Message 1: An HPSG Account of Bangla Compound Verbs with LKB Implementation

Date: Mon, 5 Jul 2004 06:14:34 -0400 (EDT)
From: soma_paul <soma_paulyahoo.com>
Subject: An HPSG Account of Bangla Compound Verbs with LKB Implementation

Institution: University of Hyderabad
Program: Centre for Applied Linguistics and Translation Studies
Dissertation Status: Completed
Degree Date: 2004

Author: Soma Paul

Dissertation Title:An HPSG Account of Bangla Compound Verbs with LKB
Implementation

Linguistic Field: Computational Linguistics, Semantics, Syntax 

Dissertation Director 1: Gautam Sengupta
Dissertation Director 2: Probal Dasgupta

Dissertation Abstract:

This thesis attempts to present a constraint-based and
semantically-grounded account of the composition of Bangla Compound
Verbs (CV) within the framework of Head-Driven Phrase Structure
Grammar (HPSG).

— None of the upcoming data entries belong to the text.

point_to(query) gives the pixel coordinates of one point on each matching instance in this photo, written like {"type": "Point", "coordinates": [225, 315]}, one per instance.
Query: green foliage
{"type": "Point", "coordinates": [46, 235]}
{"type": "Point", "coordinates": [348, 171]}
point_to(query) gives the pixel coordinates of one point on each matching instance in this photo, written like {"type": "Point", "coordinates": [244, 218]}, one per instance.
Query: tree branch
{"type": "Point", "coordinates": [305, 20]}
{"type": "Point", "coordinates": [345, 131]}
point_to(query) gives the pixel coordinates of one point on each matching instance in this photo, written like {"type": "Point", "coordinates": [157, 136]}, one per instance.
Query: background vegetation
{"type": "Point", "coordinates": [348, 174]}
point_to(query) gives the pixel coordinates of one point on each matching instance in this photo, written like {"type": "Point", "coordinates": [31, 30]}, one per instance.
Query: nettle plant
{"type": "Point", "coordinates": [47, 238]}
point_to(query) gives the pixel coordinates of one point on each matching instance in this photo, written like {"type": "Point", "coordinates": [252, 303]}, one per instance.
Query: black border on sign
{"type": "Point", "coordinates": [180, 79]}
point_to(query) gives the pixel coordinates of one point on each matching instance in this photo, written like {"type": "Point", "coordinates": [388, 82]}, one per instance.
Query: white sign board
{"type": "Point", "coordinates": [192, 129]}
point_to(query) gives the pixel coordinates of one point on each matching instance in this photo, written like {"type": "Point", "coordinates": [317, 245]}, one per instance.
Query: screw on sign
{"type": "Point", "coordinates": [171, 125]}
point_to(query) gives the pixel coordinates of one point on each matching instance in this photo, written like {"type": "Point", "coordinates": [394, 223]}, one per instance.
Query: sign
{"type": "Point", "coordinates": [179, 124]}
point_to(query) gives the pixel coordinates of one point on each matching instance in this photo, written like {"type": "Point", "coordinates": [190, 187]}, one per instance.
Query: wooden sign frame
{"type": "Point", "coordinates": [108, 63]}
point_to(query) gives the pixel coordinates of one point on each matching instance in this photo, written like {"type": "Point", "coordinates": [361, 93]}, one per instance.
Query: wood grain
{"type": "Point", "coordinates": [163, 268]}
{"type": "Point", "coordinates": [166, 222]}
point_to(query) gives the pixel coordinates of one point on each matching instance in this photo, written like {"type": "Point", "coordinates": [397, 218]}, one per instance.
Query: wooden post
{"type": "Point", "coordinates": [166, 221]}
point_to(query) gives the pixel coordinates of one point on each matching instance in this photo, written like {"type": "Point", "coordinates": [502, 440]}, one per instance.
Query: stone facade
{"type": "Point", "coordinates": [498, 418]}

A Bangla CV is a two-member construction in which the
first member (V1) chooses between the usual conjunctive participial
form -e and the (rare, for this construction) infinitive form -te
while the second member (V2) bears the inflection.

1. mee-Ta hes-e uTh-lo
 girl-cl laugh-cp rise-3 pt
 'The girl burst into laughter'

I have identified fifteen frequently used V2s in Bangla. A V1 does
not combine with every V2. The combinatorial well-formedness between
a V1 and a V2 depends on the semantic compatibility between the two
verbs. In this thesis, I propose to impose a constraint on the
semantic component of verbal lexical signs, which are arranged in a
system of multiple inheritance hierarchy. This constraint controls
the unification of a V1 with a V2 to ensure that the grammar licenses
only well-formed CV sequences. I propose for a two-level
representation of the semantic component of verbs:

1. 	A participant level contains "grammatically relevant" information
	that defines the relations among the participants involved in the
	situation denoted by the semantic type of the verb 
2. 	A supra-lexical level includes information related to temporality
	and aspect.

I implement this proposal in HPSG by introducing two attributes THEM
(representing participant level) and GRAM (representing supra-lexical
level) as the values of the semantic feature SEM | PREDS. The
postulation of the two levels for organizing the meaning of verbs is
significant for constituting compound verb constructions. The
semantic constraint that governs the unification of V1 with a
particular V2 is declared on the value of THEM of the verb lexeme
type, while the semantic compounding principle that builds the
temporal and aspectual features of the resultant CV is operative on
the value of GRAM. The GRAM value of V2 is inherited by the CV of
which the V2 is a part.

The model that I propose in this thesis for the composition of the CV
constructions essentially takes into consideration the following two
premises:

1.	CVs are the lexical variants of their V1 participant
2.	CVs represent one functional-semantic unit - a predicate

I maintain that two lexical entities satisfy the constraint of lexical
variance when they are semantically related and some principle (or
lexical rule) can be formulated to regularize the formation of one
form from another. In the course of this thesis it becomes evident
that verbs in Bangla and other Indo-Aryan languages have a kind of
lexical variant, the CVs, which are multi-word expressions. I argue
that a predicate in Bangla and other Indo-Aryan languages can be
expressed by both one-word verb forms and multi-verb expressions. The
significance of shifting the focus of investigation from
morphosyntactic representation of verbal expressions to their content
is the following: instead of considering the verb to be the head of
the projected phrasal structure, we can now assign the status of
'head' to a constituent that represents a predicate. Just like a
simple verb, CVs project the sentences they head. I lay emphasis on
the observation that morphosyntactic representation of predicates,
either a one-word form or multi-word expressions, constitutes the head
of a syntactic phrase. As far as constituting the phrasal structure
of the CVs is concerned, I argue in favor of taking the V1 to be the
head of the phrasal structure of its CV variant even though the V2
bears the categorial information for the whole construction. Finally I
present an LKB-based implementation, mainly designed to test the
analysis for the CV constructions proposed in this thesis.